Question

A 40-cm-long tube has a 40-cm-long insert that can be pulled in and out. A vibrating tuning fork is held next to the tube. As the insert is slowly pulled out, the sound from the tuning fork creates standing waves in the tube when the total length L is 42.5 cm , 58.6 cm , and 74.7 cm
What is the frequency of the tuning fork?

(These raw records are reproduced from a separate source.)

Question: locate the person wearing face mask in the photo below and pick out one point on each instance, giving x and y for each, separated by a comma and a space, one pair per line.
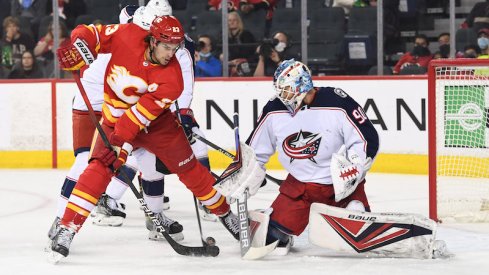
285, 47
206, 64
483, 43
419, 56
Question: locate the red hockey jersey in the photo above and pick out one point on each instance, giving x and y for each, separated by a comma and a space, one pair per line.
135, 90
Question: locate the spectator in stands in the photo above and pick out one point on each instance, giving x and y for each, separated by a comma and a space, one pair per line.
14, 42
27, 68
483, 42
419, 56
206, 64
285, 47
35, 10
70, 10
347, 5
268, 59
478, 18
240, 40
471, 51
444, 45
44, 48
247, 6
233, 5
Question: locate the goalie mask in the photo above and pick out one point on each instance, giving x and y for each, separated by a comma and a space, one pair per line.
292, 80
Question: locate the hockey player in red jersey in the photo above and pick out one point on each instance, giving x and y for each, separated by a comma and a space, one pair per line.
143, 79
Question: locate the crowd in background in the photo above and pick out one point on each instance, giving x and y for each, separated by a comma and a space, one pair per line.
27, 40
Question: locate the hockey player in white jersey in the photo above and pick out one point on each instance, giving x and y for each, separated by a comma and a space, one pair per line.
327, 144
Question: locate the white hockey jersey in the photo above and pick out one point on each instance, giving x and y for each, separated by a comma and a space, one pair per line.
305, 142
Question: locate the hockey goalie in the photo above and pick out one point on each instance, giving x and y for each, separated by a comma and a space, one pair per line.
327, 144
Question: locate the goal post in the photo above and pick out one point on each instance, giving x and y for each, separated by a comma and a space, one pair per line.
458, 134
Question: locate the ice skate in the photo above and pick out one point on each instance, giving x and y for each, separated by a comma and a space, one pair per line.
440, 250
283, 248
166, 203
231, 222
172, 227
109, 212
206, 215
52, 233
60, 245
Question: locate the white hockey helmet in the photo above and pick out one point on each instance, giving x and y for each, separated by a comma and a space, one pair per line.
144, 15
292, 80
127, 13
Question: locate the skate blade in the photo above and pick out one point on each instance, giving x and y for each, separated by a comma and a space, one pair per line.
47, 248
255, 253
103, 220
155, 236
54, 257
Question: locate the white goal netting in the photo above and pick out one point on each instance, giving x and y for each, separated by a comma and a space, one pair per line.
462, 143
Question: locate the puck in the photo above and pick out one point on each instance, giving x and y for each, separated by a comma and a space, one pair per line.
210, 241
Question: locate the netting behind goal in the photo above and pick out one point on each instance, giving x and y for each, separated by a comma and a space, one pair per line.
459, 140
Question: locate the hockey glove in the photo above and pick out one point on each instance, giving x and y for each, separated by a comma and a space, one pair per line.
347, 172
188, 121
121, 148
116, 156
75, 56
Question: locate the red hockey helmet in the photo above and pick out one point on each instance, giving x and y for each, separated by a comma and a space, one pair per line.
167, 29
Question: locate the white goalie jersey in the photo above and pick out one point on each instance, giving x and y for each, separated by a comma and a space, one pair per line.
306, 142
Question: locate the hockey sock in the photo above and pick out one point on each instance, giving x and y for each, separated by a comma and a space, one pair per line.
153, 194
85, 194
81, 162
200, 182
66, 190
118, 184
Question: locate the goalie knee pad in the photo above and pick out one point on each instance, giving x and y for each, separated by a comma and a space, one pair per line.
355, 205
276, 233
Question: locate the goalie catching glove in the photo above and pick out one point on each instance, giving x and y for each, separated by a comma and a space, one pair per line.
75, 56
249, 177
348, 169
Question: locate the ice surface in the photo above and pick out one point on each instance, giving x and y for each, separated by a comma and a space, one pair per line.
28, 206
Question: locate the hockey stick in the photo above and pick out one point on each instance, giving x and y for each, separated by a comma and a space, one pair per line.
228, 154
179, 248
208, 240
244, 227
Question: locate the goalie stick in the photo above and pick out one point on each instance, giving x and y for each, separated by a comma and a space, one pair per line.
228, 154
244, 226
178, 248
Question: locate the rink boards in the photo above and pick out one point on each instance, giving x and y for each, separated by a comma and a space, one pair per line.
35, 130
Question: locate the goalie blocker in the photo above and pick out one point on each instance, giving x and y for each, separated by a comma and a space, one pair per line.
358, 233
374, 234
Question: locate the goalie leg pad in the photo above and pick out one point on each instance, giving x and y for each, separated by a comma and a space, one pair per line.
250, 176
372, 234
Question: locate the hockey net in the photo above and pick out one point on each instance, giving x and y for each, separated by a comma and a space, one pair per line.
459, 140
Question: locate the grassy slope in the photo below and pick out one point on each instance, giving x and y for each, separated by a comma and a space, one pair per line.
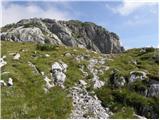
124, 101
28, 100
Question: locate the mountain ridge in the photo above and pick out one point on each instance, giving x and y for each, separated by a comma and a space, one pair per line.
70, 33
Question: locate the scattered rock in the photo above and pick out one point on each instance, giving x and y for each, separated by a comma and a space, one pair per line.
139, 117
46, 55
2, 83
2, 62
36, 70
68, 54
86, 106
134, 75
96, 82
49, 83
16, 56
82, 82
143, 50
58, 73
153, 90
10, 82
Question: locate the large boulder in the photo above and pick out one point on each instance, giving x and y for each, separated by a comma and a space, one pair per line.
58, 73
71, 33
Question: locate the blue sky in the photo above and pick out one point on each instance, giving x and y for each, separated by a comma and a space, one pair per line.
135, 22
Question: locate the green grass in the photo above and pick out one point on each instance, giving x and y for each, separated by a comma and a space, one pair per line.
26, 99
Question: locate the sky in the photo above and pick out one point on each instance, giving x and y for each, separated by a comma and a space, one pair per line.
135, 22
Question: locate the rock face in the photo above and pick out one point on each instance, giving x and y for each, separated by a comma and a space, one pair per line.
71, 33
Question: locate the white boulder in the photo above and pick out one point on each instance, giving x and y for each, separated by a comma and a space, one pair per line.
82, 82
2, 62
10, 82
16, 56
2, 83
134, 75
58, 73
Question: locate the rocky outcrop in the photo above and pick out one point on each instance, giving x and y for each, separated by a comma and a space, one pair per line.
95, 80
86, 106
71, 33
2, 61
134, 75
58, 73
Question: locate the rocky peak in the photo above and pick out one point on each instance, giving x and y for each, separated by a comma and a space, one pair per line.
71, 33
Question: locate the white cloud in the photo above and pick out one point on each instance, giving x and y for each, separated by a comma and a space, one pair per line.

Assume vsound = 343 m/s

Answer 1

Answer:

The frequency of the tuning is 1.065 kHz

Explanation:

Given that,

Length of tube = 40 cm

We need to calculate the difference between each of the lengths

Using formula for length

$\Delta L=L_{2}-L_{1}$

$\Delta L=74.7-58.6$

$\Delta L=16.1\ m$

For an open-open tube,

We need to calculate the fundamental wavelength

Using formula of wavelength

$\lambda=2\Delta L$

Put the value into the formula

$\lambda=2\times16.1$

$\lambda=32.2\ cm$

We need to calculate the frequency of the tuning

Using formula of frequency

$f=\dfrac{v}{\lambda}$

Put the value into the formula

$f=\dfrac{343}{32.2\times10^{-2}}$

$f=1065.2\ Hz$

$f=1.065\ kHz$

Hence, The frequency of the tuning is 1.065 kHz